There is a definite need for collaboration among professionals and the sooner you realize this truth, the sooner you will be able to better serve your patients and the environment. As long as there has been disease and injury among humans and animals, there have been people within society that treat, cure, and care for those who are in need. These people who help others used to be one in the same; a general medical expert. However, there has been a schism in the field of medicine: Human and Animal. This is puzzling because humans and animals share so much from molecular, genetic, physiological, and anatomical standpoints. The genesis of research within health sciences that has been applied to human medicine has often been a result of experiments on animals. But only over the last decade have there been more significant findings on the similarities in medicine between humans and animals.

In an August 2012 Smithsonian.com interview with Dr. Natterson-Horowitz, author of Zoobiquity, Dr. Natterson-Horowitz describes "zoobiquity" as the harmonizing trifecta of evolutionary biology and veterinary science with human medicine. The book's goals are to shed light on two cultures - animal medicine and human medicine - and to discuss how these two branches of medicine can learn from one another. Also, it reminds us that humans are animals and that all doctors need to think that way too. Dr. Natterson-Horowitz said she wanted to formulate a word that brought together two cultures, so she took “zo, which is a Greek word for ‘animal’ and ubique, which is Latin for ‘everywhere’” and brought them together.

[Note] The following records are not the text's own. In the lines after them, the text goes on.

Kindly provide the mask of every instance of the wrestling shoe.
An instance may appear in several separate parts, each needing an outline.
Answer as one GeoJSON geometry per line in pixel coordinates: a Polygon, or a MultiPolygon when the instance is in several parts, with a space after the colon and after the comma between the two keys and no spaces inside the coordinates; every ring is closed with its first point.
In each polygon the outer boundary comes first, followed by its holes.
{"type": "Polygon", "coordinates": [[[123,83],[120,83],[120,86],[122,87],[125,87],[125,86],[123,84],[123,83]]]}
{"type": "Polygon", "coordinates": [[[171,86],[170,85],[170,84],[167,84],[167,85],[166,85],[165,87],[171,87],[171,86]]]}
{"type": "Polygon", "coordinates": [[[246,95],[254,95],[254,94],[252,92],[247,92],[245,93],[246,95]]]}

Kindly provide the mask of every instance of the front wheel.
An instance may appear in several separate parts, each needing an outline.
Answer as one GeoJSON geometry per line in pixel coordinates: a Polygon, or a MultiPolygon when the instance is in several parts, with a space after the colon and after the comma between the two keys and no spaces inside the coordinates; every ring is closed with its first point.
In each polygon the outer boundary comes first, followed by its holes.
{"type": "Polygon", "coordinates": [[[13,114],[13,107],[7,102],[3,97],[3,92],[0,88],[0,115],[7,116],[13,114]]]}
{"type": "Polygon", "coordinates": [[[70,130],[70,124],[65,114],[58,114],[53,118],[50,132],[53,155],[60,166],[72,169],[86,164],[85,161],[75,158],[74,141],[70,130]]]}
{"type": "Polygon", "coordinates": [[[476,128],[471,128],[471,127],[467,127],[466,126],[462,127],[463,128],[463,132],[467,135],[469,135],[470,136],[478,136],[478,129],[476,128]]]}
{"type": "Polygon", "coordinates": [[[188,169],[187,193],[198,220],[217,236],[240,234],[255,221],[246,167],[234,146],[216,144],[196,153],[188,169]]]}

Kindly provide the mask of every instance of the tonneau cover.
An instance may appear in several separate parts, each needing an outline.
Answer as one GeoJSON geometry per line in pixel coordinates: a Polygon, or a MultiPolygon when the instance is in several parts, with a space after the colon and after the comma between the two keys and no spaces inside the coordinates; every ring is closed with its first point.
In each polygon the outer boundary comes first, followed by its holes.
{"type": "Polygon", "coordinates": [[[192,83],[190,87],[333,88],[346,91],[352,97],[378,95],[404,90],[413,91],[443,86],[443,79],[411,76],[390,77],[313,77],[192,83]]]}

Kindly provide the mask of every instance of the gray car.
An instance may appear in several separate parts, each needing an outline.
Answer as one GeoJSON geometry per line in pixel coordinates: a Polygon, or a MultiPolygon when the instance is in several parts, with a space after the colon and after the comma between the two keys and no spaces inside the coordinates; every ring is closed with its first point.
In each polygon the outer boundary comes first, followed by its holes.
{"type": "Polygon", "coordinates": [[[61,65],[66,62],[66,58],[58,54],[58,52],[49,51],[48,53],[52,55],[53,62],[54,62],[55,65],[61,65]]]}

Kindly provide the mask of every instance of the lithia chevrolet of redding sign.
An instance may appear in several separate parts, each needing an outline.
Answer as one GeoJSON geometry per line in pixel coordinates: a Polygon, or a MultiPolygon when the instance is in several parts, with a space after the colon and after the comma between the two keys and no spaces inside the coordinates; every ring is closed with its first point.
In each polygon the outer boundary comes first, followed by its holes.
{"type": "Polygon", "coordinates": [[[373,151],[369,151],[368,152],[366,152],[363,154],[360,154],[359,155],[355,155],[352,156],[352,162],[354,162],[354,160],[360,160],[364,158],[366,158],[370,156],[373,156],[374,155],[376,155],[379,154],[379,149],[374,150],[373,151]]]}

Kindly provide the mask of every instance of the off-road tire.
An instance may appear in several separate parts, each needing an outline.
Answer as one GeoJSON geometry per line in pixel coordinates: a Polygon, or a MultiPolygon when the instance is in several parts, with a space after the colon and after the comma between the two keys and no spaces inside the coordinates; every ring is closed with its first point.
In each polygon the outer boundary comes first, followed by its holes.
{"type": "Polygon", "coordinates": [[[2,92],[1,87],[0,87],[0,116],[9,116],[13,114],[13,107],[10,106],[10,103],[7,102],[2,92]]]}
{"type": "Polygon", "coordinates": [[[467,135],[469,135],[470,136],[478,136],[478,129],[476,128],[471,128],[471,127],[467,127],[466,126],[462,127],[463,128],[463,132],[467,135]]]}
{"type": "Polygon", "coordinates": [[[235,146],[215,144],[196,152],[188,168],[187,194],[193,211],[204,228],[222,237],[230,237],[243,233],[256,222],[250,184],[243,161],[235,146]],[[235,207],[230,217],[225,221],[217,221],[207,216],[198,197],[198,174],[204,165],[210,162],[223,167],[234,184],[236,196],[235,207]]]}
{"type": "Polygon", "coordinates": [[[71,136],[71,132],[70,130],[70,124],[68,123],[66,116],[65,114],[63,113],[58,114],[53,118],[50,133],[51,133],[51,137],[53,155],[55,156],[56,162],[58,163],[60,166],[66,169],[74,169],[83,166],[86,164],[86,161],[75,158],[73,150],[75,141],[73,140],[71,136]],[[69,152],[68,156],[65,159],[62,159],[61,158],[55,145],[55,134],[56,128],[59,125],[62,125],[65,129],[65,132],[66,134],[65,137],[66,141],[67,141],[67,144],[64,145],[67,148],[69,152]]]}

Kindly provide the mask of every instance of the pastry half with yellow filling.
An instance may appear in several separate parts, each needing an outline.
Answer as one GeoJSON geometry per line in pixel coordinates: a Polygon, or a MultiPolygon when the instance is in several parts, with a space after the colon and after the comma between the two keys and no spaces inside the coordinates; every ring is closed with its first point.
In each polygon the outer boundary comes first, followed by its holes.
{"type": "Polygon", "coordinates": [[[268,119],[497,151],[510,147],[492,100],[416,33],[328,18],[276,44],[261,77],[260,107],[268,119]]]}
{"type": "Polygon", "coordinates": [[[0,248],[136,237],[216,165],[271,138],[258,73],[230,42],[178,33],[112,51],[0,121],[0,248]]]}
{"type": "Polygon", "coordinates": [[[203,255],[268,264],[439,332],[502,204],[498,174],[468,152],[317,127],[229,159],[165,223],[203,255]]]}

While joining veterinarians on their rounds at the Los Angeles Zoo in 2004, Dr. Natterson-Horowitz watched the veterinarians take care of their patients and realized that “there is a parallel universe of medical practice, of which many [human] physicians are fairly unaware.” This observation “led to a very broad, open-minded question about how extensive the overlaps are in the critical syndromes of animals and humans.”

Veterinary doctors, unlike their human doctor counterparts, treat multiple species, and always understood that there is only one health, one medicine, and one planet that we all share and interact within. So the concepts within Zoobiquity are of no surprise to veterinarians, but are a great revelation to many of the human doctors. This is one of the pitfalls of super specialization that has permeated the human field and it is easy to forget that the finger that is being treated is connected to the hand and in turn that hand to the arm and that arm to the shoulder and so on… Luckily, with new innovative efforts in cloud computing and communicative technologies, the world we live in is shrinking and the schism between veterinary medicine and human medicine is narrowing.